Minimal scalings and structural properties of scalable frames

TL;DR

This paper investigates the properties of scalable frames in real Euclidean spaces, focusing on minimal scalings, their structural dependencies, and the uniqueness of orthogonal partitions, to better understand their geometric and algebraic characteristics.

Contribution

It provides bounds on the number of minimal scalings, characterizes affine dependence among them, and establishes the uniqueness of orthogonal partitioning in scaled frames.

Findings

Number of minimal scalings can be estimated.

Minimal scalings are affinely dependent under certain conditions.
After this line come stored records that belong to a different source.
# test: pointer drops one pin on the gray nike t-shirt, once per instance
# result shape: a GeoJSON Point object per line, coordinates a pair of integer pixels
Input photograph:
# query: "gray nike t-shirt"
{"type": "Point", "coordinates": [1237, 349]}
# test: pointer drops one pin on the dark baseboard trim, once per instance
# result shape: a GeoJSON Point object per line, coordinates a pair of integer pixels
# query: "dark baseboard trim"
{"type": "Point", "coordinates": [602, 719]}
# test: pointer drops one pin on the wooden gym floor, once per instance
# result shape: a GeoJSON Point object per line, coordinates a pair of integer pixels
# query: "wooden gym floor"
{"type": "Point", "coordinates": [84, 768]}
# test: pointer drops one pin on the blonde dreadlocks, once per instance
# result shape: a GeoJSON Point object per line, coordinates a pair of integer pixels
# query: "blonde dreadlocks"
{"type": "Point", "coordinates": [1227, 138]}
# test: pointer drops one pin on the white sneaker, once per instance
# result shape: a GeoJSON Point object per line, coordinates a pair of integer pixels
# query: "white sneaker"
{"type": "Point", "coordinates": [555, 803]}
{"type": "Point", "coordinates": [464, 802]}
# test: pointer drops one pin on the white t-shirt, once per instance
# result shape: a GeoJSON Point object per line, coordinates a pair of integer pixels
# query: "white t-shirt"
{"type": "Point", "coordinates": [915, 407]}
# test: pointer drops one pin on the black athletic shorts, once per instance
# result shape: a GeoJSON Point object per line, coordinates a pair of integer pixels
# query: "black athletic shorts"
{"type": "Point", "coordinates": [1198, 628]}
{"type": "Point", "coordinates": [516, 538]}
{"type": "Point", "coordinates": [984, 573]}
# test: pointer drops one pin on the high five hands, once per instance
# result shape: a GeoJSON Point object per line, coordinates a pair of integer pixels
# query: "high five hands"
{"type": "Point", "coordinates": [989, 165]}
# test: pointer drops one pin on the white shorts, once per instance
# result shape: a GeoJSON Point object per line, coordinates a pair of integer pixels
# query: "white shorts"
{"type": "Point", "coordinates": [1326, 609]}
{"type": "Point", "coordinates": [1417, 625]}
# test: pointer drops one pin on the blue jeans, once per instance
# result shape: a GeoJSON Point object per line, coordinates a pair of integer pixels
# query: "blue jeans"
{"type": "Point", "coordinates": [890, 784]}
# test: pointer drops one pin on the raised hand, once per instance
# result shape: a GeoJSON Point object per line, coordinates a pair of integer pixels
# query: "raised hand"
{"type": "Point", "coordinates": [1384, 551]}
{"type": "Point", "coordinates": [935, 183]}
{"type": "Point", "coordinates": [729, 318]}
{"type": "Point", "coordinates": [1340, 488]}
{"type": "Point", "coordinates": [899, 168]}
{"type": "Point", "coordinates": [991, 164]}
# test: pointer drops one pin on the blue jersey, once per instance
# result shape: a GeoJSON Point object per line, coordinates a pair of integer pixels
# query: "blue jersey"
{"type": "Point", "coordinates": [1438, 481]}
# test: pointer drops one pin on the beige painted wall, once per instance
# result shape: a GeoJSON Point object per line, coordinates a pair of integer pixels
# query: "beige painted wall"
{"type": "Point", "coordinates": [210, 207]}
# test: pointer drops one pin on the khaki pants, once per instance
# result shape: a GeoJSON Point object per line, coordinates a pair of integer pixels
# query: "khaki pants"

All strict scalings share the same structural properties.

Abstract

For a unit-norm frame $F = \{f_i\}_{i=1}^k$ in $\R^n$, a scaling is a vector $c=(c(1),\dots,c(k))\in \R_{\geq 0}^k$ such that $\{\sqrt{c(i)}f_i\}_{i =1}^k$ is a Parseval frame in $\R^n$. If such a scaling exists, $F$ is said to be scalable. A scaling $c$ is a minimal scaling if $\{f_i : c(i)>0\}$ has no proper scalable subframe. It is known that the set of all scalings of $F$ is a convex polytope whose vertices correspond to minimal scalings. In this paper, we provide an estimation of the number of minimal scalings of a scalable frame and a characterization of when minimal scalings are affinely dependent. Using this characterization, we can conclude that all strict scalings $c=(c(1),\dots,c(k))\in \R_{> 0}^k$ of $F$ have the same structural property. We also present the uniqueness of orthogonal partitioning property of any set of minimal scalings, which provides all possible tight subframes of a given scaled frame.